Allison Snow, of Ohio State University, summarized the breakout discussion of transgenic corn and the monarch butterfly.
Three waves of publications built the science story about the relationship between transgenic corn and the monarch butterfly. In 1999, John Losey, of Cornell University, published results in Nature of a small-scale laboratory experiment that found that one type of transgenic corn, which is not widely grown, harms monarch larvae.a In the same year, Tony Shelton, also of Cornell, published an article criticizing the Losey findings. The second wave occurred in 2001, when the results of six studies on a type of pollen that is widely used were published in the Proceedings of the National Academy of Sciences of the United States of America (PNAS). The studies showed a lack of risk to the butterflies. The third wave is occurring today, and it involves the fear that herbicide-resistant GMOs are resulting in a decrease in milkweed, the food source for monarch caterpillars.
The Washington Post published an article about the Losey paper titled ”Gene-Altered Corn May Kill Monarchs,” and referring to the butterfly as “the Bambi of the insect world.”b “This is a framing of unexpected effects of genetically engineered crops,” Snow said. Cornell University released press statements about both the Losey and Shelton articles, but a mass-media flurry around the Losey article had already taken hold and had a dramatic adverse effect on public perceptions of transgenic corn. The six PNAS papers in 2001 did not receive as much publicity as the Losey paper, probably because they were published around the same time as the 9/11 terrorist attack in New York City.

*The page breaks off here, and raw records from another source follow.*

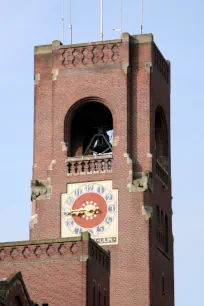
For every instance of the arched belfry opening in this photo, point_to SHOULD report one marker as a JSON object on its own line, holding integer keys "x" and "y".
{"x": 161, "y": 139}
{"x": 91, "y": 130}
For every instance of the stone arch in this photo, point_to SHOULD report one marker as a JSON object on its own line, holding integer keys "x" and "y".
{"x": 82, "y": 122}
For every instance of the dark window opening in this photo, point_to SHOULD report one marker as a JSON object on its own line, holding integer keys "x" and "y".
{"x": 99, "y": 295}
{"x": 17, "y": 301}
{"x": 104, "y": 298}
{"x": 163, "y": 284}
{"x": 91, "y": 130}
{"x": 94, "y": 293}
{"x": 166, "y": 235}
{"x": 161, "y": 139}
{"x": 162, "y": 230}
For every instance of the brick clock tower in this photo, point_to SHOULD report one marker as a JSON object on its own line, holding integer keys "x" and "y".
{"x": 102, "y": 159}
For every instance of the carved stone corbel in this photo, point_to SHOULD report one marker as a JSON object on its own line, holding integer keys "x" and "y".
{"x": 143, "y": 183}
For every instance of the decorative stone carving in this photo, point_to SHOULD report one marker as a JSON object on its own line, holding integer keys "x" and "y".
{"x": 38, "y": 251}
{"x": 62, "y": 249}
{"x": 143, "y": 183}
{"x": 147, "y": 211}
{"x": 40, "y": 190}
{"x": 74, "y": 248}
{"x": 50, "y": 251}
{"x": 90, "y": 55}
{"x": 97, "y": 54}
{"x": 14, "y": 253}
{"x": 26, "y": 252}
{"x": 2, "y": 254}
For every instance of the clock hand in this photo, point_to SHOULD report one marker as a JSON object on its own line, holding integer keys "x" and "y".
{"x": 82, "y": 211}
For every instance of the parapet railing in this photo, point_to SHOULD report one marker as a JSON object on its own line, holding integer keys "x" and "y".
{"x": 162, "y": 173}
{"x": 80, "y": 165}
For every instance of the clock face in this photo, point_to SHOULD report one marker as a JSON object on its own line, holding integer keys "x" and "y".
{"x": 90, "y": 207}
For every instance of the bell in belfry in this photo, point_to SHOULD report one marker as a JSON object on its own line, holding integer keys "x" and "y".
{"x": 99, "y": 144}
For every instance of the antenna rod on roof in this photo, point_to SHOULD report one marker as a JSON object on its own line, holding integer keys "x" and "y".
{"x": 70, "y": 22}
{"x": 62, "y": 21}
{"x": 101, "y": 34}
{"x": 121, "y": 18}
{"x": 141, "y": 27}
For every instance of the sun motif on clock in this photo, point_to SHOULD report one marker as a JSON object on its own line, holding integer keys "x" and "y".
{"x": 90, "y": 207}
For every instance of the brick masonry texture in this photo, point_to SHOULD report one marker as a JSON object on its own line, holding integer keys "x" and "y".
{"x": 56, "y": 272}
{"x": 124, "y": 76}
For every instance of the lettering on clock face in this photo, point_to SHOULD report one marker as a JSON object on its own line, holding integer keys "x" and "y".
{"x": 90, "y": 207}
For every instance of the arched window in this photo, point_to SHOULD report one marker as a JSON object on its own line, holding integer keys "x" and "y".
{"x": 161, "y": 138}
{"x": 17, "y": 301}
{"x": 99, "y": 295}
{"x": 104, "y": 298}
{"x": 91, "y": 130}
{"x": 94, "y": 293}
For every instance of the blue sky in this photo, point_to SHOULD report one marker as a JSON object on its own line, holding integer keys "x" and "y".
{"x": 178, "y": 30}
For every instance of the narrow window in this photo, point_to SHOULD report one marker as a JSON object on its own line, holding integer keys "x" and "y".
{"x": 162, "y": 228}
{"x": 94, "y": 293}
{"x": 99, "y": 295}
{"x": 163, "y": 284}
{"x": 104, "y": 298}
{"x": 166, "y": 235}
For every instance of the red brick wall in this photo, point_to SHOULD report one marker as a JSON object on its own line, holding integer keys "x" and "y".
{"x": 162, "y": 262}
{"x": 98, "y": 276}
{"x": 123, "y": 82}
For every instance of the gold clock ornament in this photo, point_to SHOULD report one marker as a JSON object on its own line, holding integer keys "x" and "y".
{"x": 91, "y": 207}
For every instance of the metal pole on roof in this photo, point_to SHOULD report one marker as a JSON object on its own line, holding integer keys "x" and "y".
{"x": 70, "y": 22}
{"x": 141, "y": 16}
{"x": 121, "y": 18}
{"x": 62, "y": 21}
{"x": 101, "y": 33}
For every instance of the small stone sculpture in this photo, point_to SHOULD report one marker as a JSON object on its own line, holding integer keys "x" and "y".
{"x": 37, "y": 189}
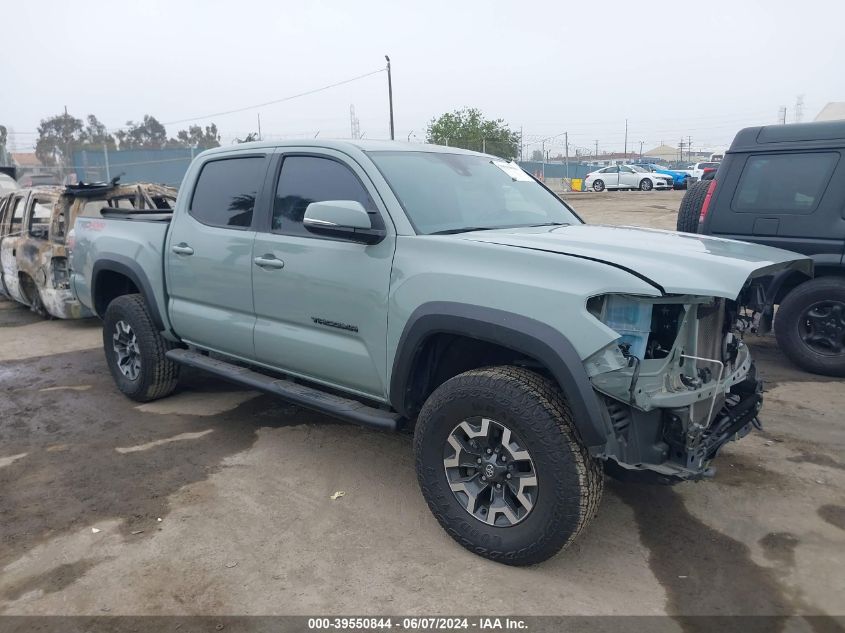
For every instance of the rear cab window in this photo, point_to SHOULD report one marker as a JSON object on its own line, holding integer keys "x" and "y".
{"x": 226, "y": 191}
{"x": 16, "y": 220}
{"x": 788, "y": 183}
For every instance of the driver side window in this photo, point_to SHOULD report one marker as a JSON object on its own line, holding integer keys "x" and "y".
{"x": 307, "y": 179}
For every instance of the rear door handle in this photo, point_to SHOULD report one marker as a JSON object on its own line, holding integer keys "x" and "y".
{"x": 182, "y": 249}
{"x": 269, "y": 261}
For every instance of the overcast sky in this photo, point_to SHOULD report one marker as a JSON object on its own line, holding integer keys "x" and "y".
{"x": 702, "y": 69}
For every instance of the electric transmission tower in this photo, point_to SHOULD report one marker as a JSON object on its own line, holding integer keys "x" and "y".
{"x": 799, "y": 108}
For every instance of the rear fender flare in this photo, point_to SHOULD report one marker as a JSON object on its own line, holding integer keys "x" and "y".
{"x": 132, "y": 270}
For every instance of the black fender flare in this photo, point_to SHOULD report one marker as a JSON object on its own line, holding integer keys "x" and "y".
{"x": 133, "y": 271}
{"x": 527, "y": 336}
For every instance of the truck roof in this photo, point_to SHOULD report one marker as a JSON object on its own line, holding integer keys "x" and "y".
{"x": 765, "y": 136}
{"x": 346, "y": 145}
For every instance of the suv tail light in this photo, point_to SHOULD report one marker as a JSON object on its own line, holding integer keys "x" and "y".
{"x": 706, "y": 204}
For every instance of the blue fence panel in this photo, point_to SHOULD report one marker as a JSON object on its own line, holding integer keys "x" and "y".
{"x": 163, "y": 166}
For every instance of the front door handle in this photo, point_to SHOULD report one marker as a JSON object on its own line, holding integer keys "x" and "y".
{"x": 182, "y": 249}
{"x": 269, "y": 261}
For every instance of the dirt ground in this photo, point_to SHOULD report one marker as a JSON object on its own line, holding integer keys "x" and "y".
{"x": 217, "y": 501}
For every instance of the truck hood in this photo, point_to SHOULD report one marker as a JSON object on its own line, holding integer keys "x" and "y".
{"x": 675, "y": 263}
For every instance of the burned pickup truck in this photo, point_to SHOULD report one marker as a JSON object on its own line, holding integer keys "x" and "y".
{"x": 34, "y": 223}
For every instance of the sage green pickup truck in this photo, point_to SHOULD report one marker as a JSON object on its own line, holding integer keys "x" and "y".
{"x": 407, "y": 286}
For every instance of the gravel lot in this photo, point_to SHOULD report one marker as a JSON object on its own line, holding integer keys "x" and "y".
{"x": 217, "y": 501}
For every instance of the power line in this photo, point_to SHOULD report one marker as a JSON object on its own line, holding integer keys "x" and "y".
{"x": 275, "y": 101}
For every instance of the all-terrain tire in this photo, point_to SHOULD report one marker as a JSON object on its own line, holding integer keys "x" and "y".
{"x": 570, "y": 481}
{"x": 690, "y": 209}
{"x": 790, "y": 322}
{"x": 157, "y": 376}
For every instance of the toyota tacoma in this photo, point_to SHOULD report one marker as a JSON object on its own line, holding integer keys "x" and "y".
{"x": 448, "y": 293}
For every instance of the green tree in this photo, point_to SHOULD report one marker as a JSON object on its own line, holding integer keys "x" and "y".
{"x": 467, "y": 128}
{"x": 196, "y": 136}
{"x": 56, "y": 139}
{"x": 96, "y": 134}
{"x": 146, "y": 134}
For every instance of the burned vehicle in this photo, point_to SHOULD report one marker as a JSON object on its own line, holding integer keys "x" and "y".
{"x": 34, "y": 223}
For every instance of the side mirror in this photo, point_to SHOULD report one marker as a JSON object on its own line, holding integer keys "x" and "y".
{"x": 342, "y": 219}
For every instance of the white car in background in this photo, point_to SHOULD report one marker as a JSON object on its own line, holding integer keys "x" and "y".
{"x": 626, "y": 177}
{"x": 697, "y": 170}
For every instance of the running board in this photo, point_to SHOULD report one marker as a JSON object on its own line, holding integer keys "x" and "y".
{"x": 337, "y": 406}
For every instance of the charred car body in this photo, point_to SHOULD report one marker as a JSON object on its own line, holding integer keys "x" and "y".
{"x": 34, "y": 224}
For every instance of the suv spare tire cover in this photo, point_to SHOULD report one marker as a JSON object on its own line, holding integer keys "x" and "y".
{"x": 690, "y": 209}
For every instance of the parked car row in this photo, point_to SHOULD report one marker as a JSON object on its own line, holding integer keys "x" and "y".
{"x": 627, "y": 177}
{"x": 34, "y": 223}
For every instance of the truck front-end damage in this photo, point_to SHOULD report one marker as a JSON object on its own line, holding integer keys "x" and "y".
{"x": 678, "y": 383}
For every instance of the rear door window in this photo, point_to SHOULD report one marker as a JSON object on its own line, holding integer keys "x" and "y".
{"x": 784, "y": 183}
{"x": 226, "y": 191}
{"x": 307, "y": 179}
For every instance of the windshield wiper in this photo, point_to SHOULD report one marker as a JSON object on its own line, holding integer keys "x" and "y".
{"x": 465, "y": 229}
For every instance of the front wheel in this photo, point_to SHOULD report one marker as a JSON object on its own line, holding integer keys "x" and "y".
{"x": 135, "y": 351}
{"x": 501, "y": 467}
{"x": 810, "y": 326}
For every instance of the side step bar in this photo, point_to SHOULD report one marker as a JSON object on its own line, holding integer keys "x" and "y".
{"x": 337, "y": 406}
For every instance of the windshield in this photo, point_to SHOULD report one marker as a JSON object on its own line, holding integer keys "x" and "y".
{"x": 444, "y": 193}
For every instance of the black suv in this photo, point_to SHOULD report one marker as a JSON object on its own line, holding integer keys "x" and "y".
{"x": 784, "y": 186}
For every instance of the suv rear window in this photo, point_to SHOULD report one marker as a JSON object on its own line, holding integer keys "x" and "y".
{"x": 784, "y": 183}
{"x": 226, "y": 191}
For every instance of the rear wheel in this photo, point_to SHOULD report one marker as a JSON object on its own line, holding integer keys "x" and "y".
{"x": 810, "y": 326}
{"x": 690, "y": 209}
{"x": 501, "y": 467}
{"x": 135, "y": 351}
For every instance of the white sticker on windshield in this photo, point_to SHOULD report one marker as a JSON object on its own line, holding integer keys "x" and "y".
{"x": 512, "y": 169}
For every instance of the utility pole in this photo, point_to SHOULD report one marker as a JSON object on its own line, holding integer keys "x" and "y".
{"x": 543, "y": 152}
{"x": 799, "y": 108}
{"x": 626, "y": 139}
{"x": 390, "y": 95}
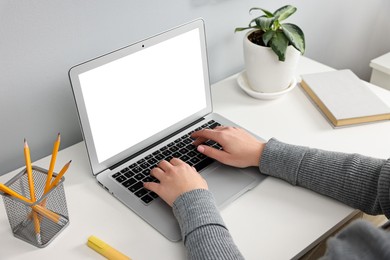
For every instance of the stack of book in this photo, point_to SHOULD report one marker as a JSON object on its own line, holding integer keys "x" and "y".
{"x": 344, "y": 98}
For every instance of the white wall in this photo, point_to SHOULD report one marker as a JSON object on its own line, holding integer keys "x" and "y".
{"x": 41, "y": 39}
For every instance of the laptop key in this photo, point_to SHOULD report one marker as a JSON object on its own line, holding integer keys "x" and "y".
{"x": 129, "y": 182}
{"x": 139, "y": 176}
{"x": 203, "y": 164}
{"x": 147, "y": 199}
{"x": 121, "y": 178}
{"x": 136, "y": 186}
{"x": 116, "y": 175}
{"x": 141, "y": 192}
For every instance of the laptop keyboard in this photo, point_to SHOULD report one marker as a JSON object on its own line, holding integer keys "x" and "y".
{"x": 133, "y": 176}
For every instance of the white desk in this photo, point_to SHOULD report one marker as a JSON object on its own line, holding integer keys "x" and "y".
{"x": 273, "y": 221}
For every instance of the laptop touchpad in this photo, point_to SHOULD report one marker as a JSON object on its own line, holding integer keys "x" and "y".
{"x": 227, "y": 183}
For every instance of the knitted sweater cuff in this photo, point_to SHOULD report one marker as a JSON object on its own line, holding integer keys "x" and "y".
{"x": 281, "y": 160}
{"x": 195, "y": 209}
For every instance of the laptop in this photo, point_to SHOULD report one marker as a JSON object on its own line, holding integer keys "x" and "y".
{"x": 138, "y": 105}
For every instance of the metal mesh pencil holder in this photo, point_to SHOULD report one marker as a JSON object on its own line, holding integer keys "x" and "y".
{"x": 50, "y": 210}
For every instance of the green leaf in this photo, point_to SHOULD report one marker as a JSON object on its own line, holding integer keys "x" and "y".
{"x": 295, "y": 35}
{"x": 239, "y": 29}
{"x": 265, "y": 22}
{"x": 267, "y": 36}
{"x": 279, "y": 43}
{"x": 284, "y": 12}
{"x": 267, "y": 13}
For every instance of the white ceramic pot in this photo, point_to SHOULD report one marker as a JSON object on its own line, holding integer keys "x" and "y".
{"x": 264, "y": 71}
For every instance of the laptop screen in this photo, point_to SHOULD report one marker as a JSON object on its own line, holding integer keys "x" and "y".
{"x": 134, "y": 97}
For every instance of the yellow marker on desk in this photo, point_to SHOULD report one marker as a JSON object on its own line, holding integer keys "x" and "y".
{"x": 105, "y": 250}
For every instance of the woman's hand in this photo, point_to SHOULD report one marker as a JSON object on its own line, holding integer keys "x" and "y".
{"x": 240, "y": 149}
{"x": 176, "y": 177}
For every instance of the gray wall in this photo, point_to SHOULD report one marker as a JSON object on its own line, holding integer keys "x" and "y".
{"x": 41, "y": 39}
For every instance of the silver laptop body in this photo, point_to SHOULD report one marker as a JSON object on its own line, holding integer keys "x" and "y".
{"x": 141, "y": 98}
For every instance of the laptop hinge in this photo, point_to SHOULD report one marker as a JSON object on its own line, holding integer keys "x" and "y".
{"x": 155, "y": 144}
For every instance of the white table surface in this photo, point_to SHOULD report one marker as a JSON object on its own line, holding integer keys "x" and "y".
{"x": 273, "y": 221}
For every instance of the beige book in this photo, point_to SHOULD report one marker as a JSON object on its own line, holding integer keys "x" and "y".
{"x": 344, "y": 98}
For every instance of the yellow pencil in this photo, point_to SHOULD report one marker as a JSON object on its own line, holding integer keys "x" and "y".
{"x": 12, "y": 193}
{"x": 60, "y": 174}
{"x": 32, "y": 190}
{"x": 52, "y": 163}
{"x": 41, "y": 210}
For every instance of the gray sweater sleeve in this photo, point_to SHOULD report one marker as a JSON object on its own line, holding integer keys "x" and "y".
{"x": 358, "y": 181}
{"x": 203, "y": 231}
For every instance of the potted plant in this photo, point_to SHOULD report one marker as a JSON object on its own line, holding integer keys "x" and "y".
{"x": 272, "y": 50}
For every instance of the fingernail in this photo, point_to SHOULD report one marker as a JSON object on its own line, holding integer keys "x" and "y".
{"x": 200, "y": 148}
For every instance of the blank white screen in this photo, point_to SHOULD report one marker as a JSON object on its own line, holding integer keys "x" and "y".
{"x": 137, "y": 96}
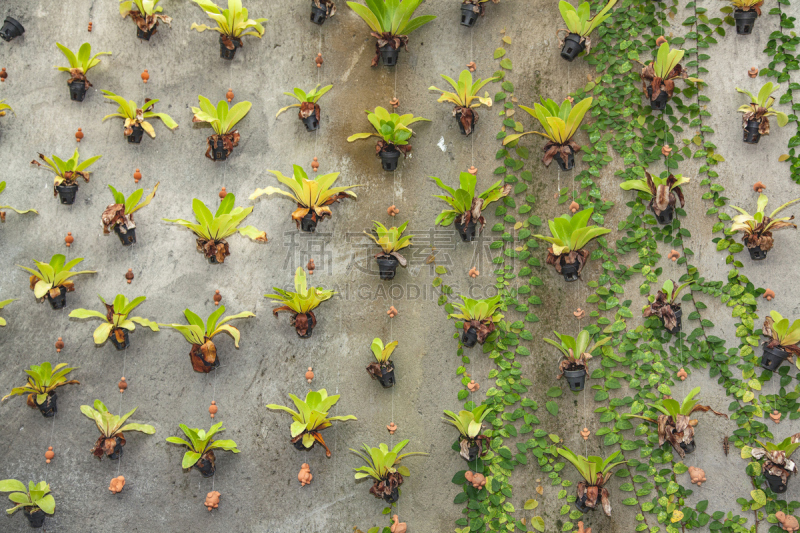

Reflections on Public Engagement:
The breakout group looked across the three waves of publications and brainstormed about what could have been different. The group discussed whether scientists should be more careful about going too quickly to publication with small scale findings and, perhaps wait for results from larger scale and more thorough studies. The group also discussed whether scientists would benefit from mass-media training, especially before publishing research that could be publicly controversial. Likewise, some members of the group suggested that universities need strategic plans for times when controversial research is published. Finally the group discussed the need for science writers to consider the whole context of a story (for example, small laboratory study vs. large field study.) and take care with the frames provided by headlines. Several of the breakout group participants noted that it is hard to predict how a story will unfold, but scientists should be prepared for any possible outcome.
aLosey JE, Rayer LS, and ME Carter. (1999) Transgenic pollen harms monarch larvae. Nature 399, 214. doi:10.1038/20338.
bWeiss, R. 1999. “Gene-Altered Corn May Kill Monarchs,” Washington Post, 20 May 1999, Page A3.